The production is the McVicar one from 2006, also recorded on DVD with a.o. Schrott/Persson. I spotted McVicar in the audience. Apperantly he did the reveval himself. I won't be reviewing the production much. All I have to say is that it's good. As it should be, there are many comical moments. Marcellina dry-homping Bartolo might be a little too much though.

Pisaroni has a very pleasant baritone, and plays his part well. He is tall which he sometimes uses in the comical moments. Crowe has a lovely voice great for a Susanna. She is sparkling and funny like Susanna should be.

Maltman played the Count like he was Don Giovanni. He makes him very unlikable, which works out fine. His singing is really outstanding. The Countess was sung by Bengtsson. I wrote about her earlier, and I will say it again. She was amazing. The voice is beautiful, I can't describe it. It suits a Contessa perfectly. She plays the Contessa with so much dignity. The first notes of Porgi Amor made it clear to me that this was going to be a very special night. The first part of Dove Sono was beautifully linked to the repeat, which she sang pianissimo. The effect was astounding. All the pain of the Contessa was in that moment. The aria brought the house down.

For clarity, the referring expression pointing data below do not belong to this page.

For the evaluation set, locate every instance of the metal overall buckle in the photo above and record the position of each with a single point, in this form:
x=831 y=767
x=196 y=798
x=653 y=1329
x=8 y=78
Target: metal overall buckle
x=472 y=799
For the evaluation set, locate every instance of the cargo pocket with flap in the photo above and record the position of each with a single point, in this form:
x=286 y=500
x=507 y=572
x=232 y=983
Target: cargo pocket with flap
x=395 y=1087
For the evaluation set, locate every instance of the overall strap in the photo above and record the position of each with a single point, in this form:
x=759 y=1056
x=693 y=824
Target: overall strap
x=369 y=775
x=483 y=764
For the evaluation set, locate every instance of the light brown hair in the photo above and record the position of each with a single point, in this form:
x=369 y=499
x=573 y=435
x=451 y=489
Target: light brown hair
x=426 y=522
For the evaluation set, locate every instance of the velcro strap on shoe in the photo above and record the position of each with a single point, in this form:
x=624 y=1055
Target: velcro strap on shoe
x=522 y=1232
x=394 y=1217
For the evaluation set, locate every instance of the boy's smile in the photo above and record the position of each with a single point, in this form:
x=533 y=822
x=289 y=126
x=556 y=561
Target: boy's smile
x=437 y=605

Cherobino was great. The first aria had the right intensity and crazyness, Voi che Sapete was lovely with lots of comical notes. All other parts were wonderfull, there was no weak link which made it a very special evening at the opera. The next day Turandot was filmed, they should have filmed this fantastic performance in stead.

I made a terribly bad curtain call picture, I guess I was still very impressed by the performance 







From left to right: Curzio, Barbarina, Antonio, Basilio, Director, Cherubino, Figaro, Contessa, Conductor, Susanna, Count, Marcellina, Bartolo.


----------



## guythegreg (Jun 15, 2012)

Wonderful review, thanks!


----------



## deggial (Jan 20, 2013)

Dongiovanni said:


> Royal Opera House, September 16th
> Sir John Eliot Gardiner, Conductor
> David McVicar, Director
> Luca Pisaroni, Baritone: Figaro
> ...


great cast! somehow I missed that Chausson is in it. I find him really funny so I can't wait. Good to hear Pokupic was good. I watched a clip of Voi che sapete and I could tell she was proper from the first few words.


----------



## sospiro (Apr 3, 2010)

Excellent review DG. I've seen this production with a different cast & it's aging well. Would like to have seen Sir John Eliot Gardiner.


----------



## Dongiovanni (Jul 30, 2012)

Next is Rigoletto.

Barbican Hall, September 15th, concert version
London Symphony Orchestra
Gianandrea Noseda, Conductor
Dimitri Platanias, Baritone: Rigoletto
Desirée Rancatore, Soprano: Gilda
Saimir Pirgu, Tenor: The Duke of Mantua
Gabor Bretz, Bass: Sparafucile
Josè Maria Lo Monaco, Mezzo-soprano: Maddalena
Julian Dran, Tenor: Borsa
Madeleine Shaw, Soprano: Giovanna
Matthew Hargreaves, Bass-baritone: Count Ceprano
Valeria Tornatore, Mezzo-soprano: Countess Ceprano
Arutjun Kotchinian, Bass: Monterone
London Symphony Chorus

I booked it last moment, change in flight time gave me the opportunity to see it, I had to rush from the airport straight to the Barbican but I was on time and even had the chance for a quick snack.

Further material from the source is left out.